Le candidat de Québec Solidaire à l'élection partielle dans Chicoutimi, Pierre Dostie, prône une restructuration de l'économie vers des technologies vertes. Il propose l'amélioration du financement du transport en commun électrifié, l'abandon de projets comme celui de l'usine de liquéfaction de GNL Québec ainsi que la construction d'un deuxième pont sur le Saguenay, ce dernier projet étant une incitation à utiliser encore davantage l'automobile.

En conférence de presse, M. Dostie a mentionné qu'il est temps de remettre en question la consommation des combustibles fossiles en investissant une somme de neuf milliards$ sur cinq ans pour développer des véhicules de transport en commun électriques, ce qui permettrait de créer 40 000 emplois dans la province. «Ici, au Saguenay, il y aurait amélioration de la flexibilité du service de transport en autobus dans des secteurs qui ne sont pas couverts. Ce neuf milliards$ est le même montant que le gouvernement veut mettre dans le fond des générations.»

Il ajoute qu'au Saguenay-Lac-Saint-Jean, les citoyens investissent 21% de leurs revenus, soit un milliard$, pour leurs déplacements, l'achat et l'entretien de leur automobile. Du total, 750 millions$ sont drainés vers l'extérieur de la région. «Si on avait la possibilité de réduire de 14% les distances parcourues ainsi que la valeur des automobiles achetées de 5000$, on pourrait diminuer la sortie d'argent à 500 millions$.»

Un autre dossier qui intéresse M. Dostie a trait à la biométhanisation des matières putrescibles, qui permettrait de capter les gaz produits et de les brûler dans les moteurs de voitures, un projet d'actualité puisqu'à compter de 2022, les municipalités auront l'obligation de traiter ces matières.

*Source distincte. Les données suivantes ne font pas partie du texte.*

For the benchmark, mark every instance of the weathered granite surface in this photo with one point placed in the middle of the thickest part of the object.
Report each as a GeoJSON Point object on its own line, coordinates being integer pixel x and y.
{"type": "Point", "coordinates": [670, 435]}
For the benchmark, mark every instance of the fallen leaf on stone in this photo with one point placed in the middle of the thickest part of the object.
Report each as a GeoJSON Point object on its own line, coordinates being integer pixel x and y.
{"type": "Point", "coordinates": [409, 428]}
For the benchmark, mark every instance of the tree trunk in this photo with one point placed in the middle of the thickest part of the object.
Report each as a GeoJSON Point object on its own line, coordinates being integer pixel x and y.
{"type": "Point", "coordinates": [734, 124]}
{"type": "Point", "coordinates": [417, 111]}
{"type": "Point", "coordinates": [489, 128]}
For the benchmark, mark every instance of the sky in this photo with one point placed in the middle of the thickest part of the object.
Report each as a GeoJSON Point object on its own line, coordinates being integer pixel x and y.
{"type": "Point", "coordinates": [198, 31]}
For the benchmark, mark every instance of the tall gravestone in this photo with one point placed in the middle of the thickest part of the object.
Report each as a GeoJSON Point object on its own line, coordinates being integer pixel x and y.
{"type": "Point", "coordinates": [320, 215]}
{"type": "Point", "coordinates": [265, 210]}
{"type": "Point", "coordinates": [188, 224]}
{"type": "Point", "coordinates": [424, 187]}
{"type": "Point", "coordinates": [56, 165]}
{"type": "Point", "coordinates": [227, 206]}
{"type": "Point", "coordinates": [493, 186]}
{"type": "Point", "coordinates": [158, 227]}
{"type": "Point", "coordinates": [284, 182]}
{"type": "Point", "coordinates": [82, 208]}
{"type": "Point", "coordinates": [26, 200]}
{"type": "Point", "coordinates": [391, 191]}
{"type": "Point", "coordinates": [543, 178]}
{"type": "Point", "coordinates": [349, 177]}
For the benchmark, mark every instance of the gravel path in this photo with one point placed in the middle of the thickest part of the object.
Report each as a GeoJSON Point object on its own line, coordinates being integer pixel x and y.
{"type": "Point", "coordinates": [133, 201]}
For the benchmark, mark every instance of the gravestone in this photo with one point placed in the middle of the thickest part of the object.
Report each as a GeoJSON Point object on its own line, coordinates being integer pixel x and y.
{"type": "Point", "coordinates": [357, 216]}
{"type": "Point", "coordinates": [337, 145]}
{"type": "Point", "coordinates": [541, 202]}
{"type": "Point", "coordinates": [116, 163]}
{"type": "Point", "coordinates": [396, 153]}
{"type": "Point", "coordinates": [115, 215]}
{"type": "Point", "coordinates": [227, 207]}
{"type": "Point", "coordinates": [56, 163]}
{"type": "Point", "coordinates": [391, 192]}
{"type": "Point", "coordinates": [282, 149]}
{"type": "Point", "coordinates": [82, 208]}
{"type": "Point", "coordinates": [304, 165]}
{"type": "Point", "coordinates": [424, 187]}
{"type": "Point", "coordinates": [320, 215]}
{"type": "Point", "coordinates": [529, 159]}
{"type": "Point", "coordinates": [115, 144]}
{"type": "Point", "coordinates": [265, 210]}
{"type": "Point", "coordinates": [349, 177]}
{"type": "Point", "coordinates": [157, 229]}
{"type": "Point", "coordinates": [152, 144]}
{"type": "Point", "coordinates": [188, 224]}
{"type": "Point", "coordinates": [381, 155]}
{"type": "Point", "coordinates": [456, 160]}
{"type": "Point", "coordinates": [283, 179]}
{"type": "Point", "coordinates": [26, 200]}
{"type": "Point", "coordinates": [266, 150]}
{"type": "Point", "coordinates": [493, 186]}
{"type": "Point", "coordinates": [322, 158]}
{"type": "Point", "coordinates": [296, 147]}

En ce qui concerne le projet d'usine de liquéfaction du gaz naturel, M. Dostie s'y oppose puisqu'en plus de favoriser la consommation de combustibles fossiles, il pourrait constituer un risque pour la sécurité maritime. Selon lui, un bateau effectuant le transport de gaz liquéfié doit conserver une zone de sécurité de deux kilomètres autour de lui, ce qui serait difficile à mettre en application compte tenu de la largeur du Saguenay et de la présence pendant certaines périodes de bateaux de croisière.